Restoring American capitalism in the face of growing financialism is urgent, both as a function of American economic well-being, and as a matter of national security, as financialism pushes the production of essential goods abroad. Faced with this urgency, it is short-sighted and irresponsible for lawmakers, regulators, financial professionals, lawyers, and even the investing public, to fail to understand our shift to financialism and the long-term destruction it promises for America’s economic well-being.
How do we fix this? I have some preliminary suggestions, some of which have emerged in the reform debate. It is critical to re-enact laws separating investment banking and commercial banking, pass tax law reform to diminish market volatility, consider financial reform that would require demonstrated economic utility before the offering and sale of new financial instruments, create accounting reform that would require all corporations, including financial institutions, accurately to reflect their debt exposure, ensure full tax parity of capital gains and dividends in order to encourage long-term investment and re-introduce the notion of patient capital into American investment practices, restrict the types of compensation contracts corporations, and especially financial institutions, can award their employees (principally accomplished through tax laws), and create disincentives to proprietary trading and incentives for financial institutions to return to their former financing practices (again, most likely through tax changes). All of these changes could be made without unduly aggressive government restructuring of the basic economy. More aggressive suggestions include the use of antitrust law and perhaps new legislation to encourage the development of smaller and more localized financial institutions that monitor their risk because they remain in relationships with their customers, restrictions on the amount, if any, of a financial institution’s assets it can securitize, and law and policy statements that disavow the acceptance of institutions that are too big to fail, including a reconsideration of the role of the Federal Reserve in financial disasters.

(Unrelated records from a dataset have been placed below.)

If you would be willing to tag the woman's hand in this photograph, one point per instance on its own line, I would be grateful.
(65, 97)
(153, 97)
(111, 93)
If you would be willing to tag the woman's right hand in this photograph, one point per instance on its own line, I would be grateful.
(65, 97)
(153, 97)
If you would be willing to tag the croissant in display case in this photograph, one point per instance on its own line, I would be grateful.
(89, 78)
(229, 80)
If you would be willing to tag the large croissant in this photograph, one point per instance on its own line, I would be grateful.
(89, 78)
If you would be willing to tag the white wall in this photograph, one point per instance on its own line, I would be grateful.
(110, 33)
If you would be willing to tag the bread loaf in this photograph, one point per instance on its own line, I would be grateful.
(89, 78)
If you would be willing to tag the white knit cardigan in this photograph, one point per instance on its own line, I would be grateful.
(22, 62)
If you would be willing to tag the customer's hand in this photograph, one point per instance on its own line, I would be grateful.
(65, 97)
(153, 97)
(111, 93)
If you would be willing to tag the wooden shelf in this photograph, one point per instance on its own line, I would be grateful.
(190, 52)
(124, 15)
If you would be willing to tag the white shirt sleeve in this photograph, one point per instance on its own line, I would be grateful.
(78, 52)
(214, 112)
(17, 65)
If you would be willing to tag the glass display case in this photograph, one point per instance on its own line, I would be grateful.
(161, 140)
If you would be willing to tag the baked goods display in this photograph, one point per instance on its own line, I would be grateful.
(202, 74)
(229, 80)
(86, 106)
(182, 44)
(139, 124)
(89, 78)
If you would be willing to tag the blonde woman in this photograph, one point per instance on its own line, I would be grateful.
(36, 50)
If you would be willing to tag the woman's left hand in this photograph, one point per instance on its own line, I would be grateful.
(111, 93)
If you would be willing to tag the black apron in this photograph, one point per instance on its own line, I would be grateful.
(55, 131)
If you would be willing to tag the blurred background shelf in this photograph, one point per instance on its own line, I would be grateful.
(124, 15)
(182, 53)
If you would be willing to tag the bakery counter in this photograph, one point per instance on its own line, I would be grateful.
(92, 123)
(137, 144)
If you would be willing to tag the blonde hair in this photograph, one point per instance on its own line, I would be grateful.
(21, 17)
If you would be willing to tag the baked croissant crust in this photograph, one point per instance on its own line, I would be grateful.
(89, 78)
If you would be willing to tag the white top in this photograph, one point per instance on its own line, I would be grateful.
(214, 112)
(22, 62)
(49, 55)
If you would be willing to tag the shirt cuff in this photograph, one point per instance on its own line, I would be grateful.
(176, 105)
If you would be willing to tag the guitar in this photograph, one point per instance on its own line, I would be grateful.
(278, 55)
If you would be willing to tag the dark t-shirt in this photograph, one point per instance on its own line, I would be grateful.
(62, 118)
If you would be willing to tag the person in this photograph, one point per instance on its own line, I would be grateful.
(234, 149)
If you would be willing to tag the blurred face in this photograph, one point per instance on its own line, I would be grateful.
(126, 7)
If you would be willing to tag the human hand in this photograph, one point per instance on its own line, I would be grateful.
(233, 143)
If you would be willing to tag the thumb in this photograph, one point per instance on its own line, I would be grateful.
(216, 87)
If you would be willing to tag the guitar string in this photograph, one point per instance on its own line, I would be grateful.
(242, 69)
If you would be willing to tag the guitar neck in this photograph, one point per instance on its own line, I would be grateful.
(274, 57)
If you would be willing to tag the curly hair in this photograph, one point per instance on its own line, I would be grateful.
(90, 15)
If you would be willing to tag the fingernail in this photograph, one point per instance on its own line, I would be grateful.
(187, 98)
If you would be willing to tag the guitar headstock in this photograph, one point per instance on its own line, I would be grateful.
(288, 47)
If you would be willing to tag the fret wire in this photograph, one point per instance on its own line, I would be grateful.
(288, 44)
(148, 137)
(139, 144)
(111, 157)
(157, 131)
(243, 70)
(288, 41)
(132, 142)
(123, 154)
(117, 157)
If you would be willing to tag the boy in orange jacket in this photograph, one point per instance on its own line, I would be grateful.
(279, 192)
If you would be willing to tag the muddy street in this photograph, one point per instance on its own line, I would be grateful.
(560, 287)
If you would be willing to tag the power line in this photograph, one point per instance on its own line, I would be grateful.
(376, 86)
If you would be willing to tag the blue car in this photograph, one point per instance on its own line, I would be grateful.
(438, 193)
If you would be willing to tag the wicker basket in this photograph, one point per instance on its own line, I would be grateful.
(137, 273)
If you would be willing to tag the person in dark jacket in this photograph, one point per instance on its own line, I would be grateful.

The need to end financialism and restore capitalism is underscored by the special moral role a sound economic system plays in our society. Perhaps the most important benefit of capitalism is its ability to stimulate economic growth, the creation and distribution of wealth, and the sustaining of that wealth over time. Whatever benefits financialism may have, it lacks these essential characteristics. Indeed, as I hope I have at least preliminarily shown, financialism is a system in which the present generation robs future generations of their economic patrimony and national security and thus is intrinsically immoral. We owe to our children, and our children’s children, the benefits of a system that allowed the United States to become the world’s most successful and prosperous democracy from its founding until the present. We must destroy financialism for the sake of capitalism.